Quando dopo trenta anni di guerra civile si intravede la pace, questo è un avvenimento che occorre salutare. Si tratta di una buona notizia della quale non possiamo che rallegrarci.

Le violenze, gli attentati terroristici che hanno causato più di 300 morti, ci avevano convinti del nostro senso di impotenza e di rassegnazione. Ora ecco che appare una schiarita, che annuncia una primavera insperata. Questo non è che un inizio. Questo accordo è come una finestra che si è riusciti ad aprire, dopo tanti e tanti sforzi inutili, ma che ormai occorre impedire si richiuda.

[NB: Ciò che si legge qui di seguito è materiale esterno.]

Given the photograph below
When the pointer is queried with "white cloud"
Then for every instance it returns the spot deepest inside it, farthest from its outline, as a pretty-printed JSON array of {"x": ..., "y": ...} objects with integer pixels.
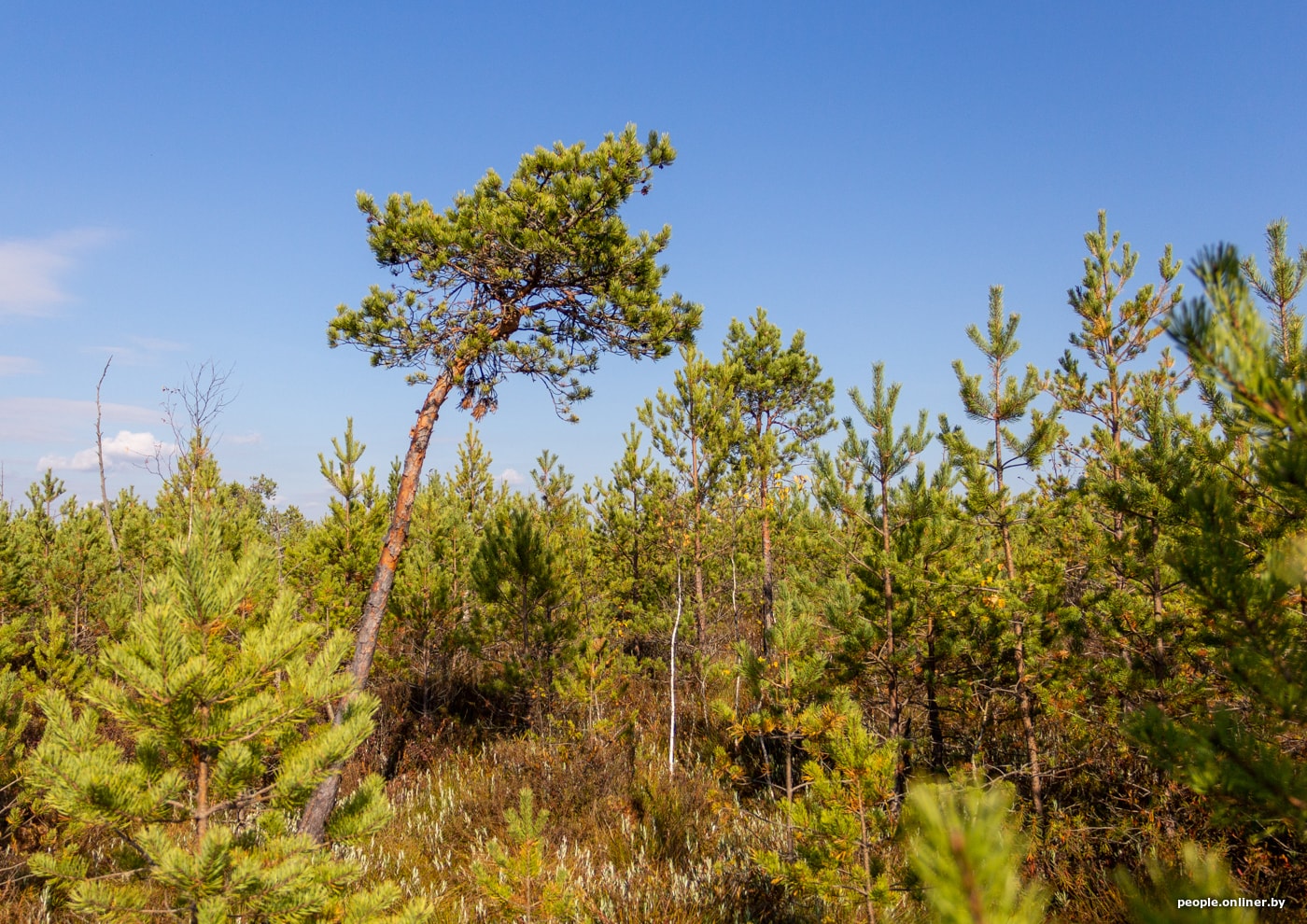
[
  {"x": 30, "y": 270},
  {"x": 510, "y": 476},
  {"x": 19, "y": 365},
  {"x": 126, "y": 448}
]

Un accordo non è ancora la pace. i suoi nemici sono tuttora pronti. Ma già si comprende che la repressione armata era un vicolo cieco, che la violenza delle armi non aveva alcuna probabilità di riuscita. Ci è voluto il realismo e la determinazione di uomini politici per fare sedere i responsabili attorno allo stesso tavolo. E' stato possibile che i nemici di ieri si parlino, trattino e si rivolgano insieme verso l'avvenire, mostrando a tutti che non vi sono né vincitori né vinti. Tutto resta ancora da fare, innumerevoli ostacoli devono ancora essere superati. E' più facile continuare la guerra che costruire la pace. Ma il desiderio e la volontà di vivere non potranno più essere infranti dall'odio. Una pagina è stata voltata. Perché ci sono voluti trenta anni per prendere coscienza del fatto che la violenza armata conduceva a un vicolo cieco e che soltanto la trattativa poteva aprire una via all'avvenire?

Perché tante sofferenze e tanto sangue versato? Perché tutte queste sofferenze e questi lutti? Perché tanto tempo perduto e tante vite spezzate? L'esperienza dell'Irlanda del Nord servirà di lezione ai paesi che da anni sono lacerati dalle lotte fratricide? Penso alla Turchia con i Curdi, alla Spagna con i Baschi, al Messico con gli Indiani del Chiapas... Si potrebbe continuare la litania. La colomba della pace che si è posata a Belfast può andare altrove portando la speranza. Dove si poserà domani per la nostra gioia più grande?